The light that shone through the branches of the tall green trees danced across the window in random patterns, every once in a while, obnoxiously shining in your eyes.
The surrounding was full of deep green trees forming a forest around the road. The only sound was the sound of the cars engine as it traveled down the path. It was peaceful and let off a serene feeling.
Although the ride seemed like a nice one, it lacked every form of 'nice' for both passengers.

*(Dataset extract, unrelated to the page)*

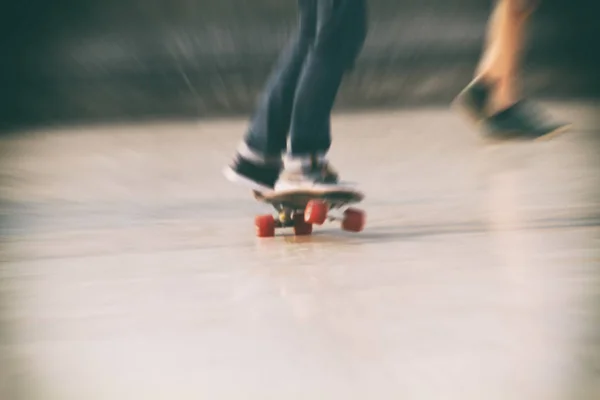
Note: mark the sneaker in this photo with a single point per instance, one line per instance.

The middle-aged woman behind the steering wheel had neat short brown hair that fit her complexion quite well. She wore a green v-neck t-shirt and a pair of blue jeans. Diamond stud earrings decorated each of her ears which partially showed from behind her hair cut. She had deep green eyes which were brought out by her shirt, and the lighting seemed to make them more noticeable. There wasn't much significance to her appearance. She just looked like any 'average mother' that you'd see on TV shows and such, but one thing for sure made her differ from those 'average mothers' and that was the dark bags under her eyes.
Her facial expression was gloomy and sad, although she genuinely looked like one who smiled a lot.
She would sniffle every once in a while, and occasionally glance back in the rear-view mirror to look back at her son in the back seat, who was hunched over partially, his arms held tight around his chest, and his head pressed against the cold window.
The boy lacked any normal appearance, anyone could blandly see that something was wrong with him. His messy brown hair went in every which way, and his pale, almost gray skin was brought out by luminescent lighting. His eyes where dark, unlike his mother's and he wore a white t-shirt and scrub pants that had been provided to him by the hospital. The clothes he had worn before where so shredded and blood stained, that they weren't 'wearable' any more.
The right side of his face bared a few cuts along with his split eyebrow. His right arm was bandaged up all the way up to his shoulder, which had been shredded when his right side had hit the shattered glass.
His injuries appeared to be painful, when really he couldn't feel a thing. He never could feel a thing. That was just one of the glories about being him. One of the many challenges he had to face growing up, was growing up with the rare disease that caused him to be completely numb towards pain. Never before had he felt himself get hurt. He could have lost an arm and felt nothing. That and another major disorder he had faced, was the one that deemed him many insulting nick names in the short time he attended grade school, before he was moved to home schooling was his Tourette Syndrome, which caused him to tic and twitch in ways he couldn't control. He would crack his neck uncontrollably and twitch every once in a while. The kids would tease him and call him Ticci-Toby and mock him with exaggerated twitching and laughing. It got so bad he turned to homeschooling. It was too hard for him to be in a common learning environment with seemingly every kid poking, or more like stabbing fun at him.
Toby stared blankly out the window, his face was empty of any depict-able emotion, and every few minutes his shoulder, arm, or foot would twitch. Every bump that the car tires hit, made him stomach turn.
Toby Rogers was the boy's name. And the last time Toby remembered riding a car, was when it crashed.
That's all he thought about. Unconsciously replaying everything he had remembered before he blacked out, over and over again.
Toby had been the lucky one, when his sister hadn't been so lucky. When the thought of his older sister came, he couldn't help but let his eyes begin to tear up. The horrible memories replayed in his mind. Her screaming that had been cut off when the front of the car was smashed in. It all went blank for a moment before Toby opened his eyes to see his sister's body, her forehead pierced with glass shards, her hips and legs where crushed under the force of the steering wheel, her torso pushed in from the late inflated air bag. This was the last thing he had seen of his dear older sister.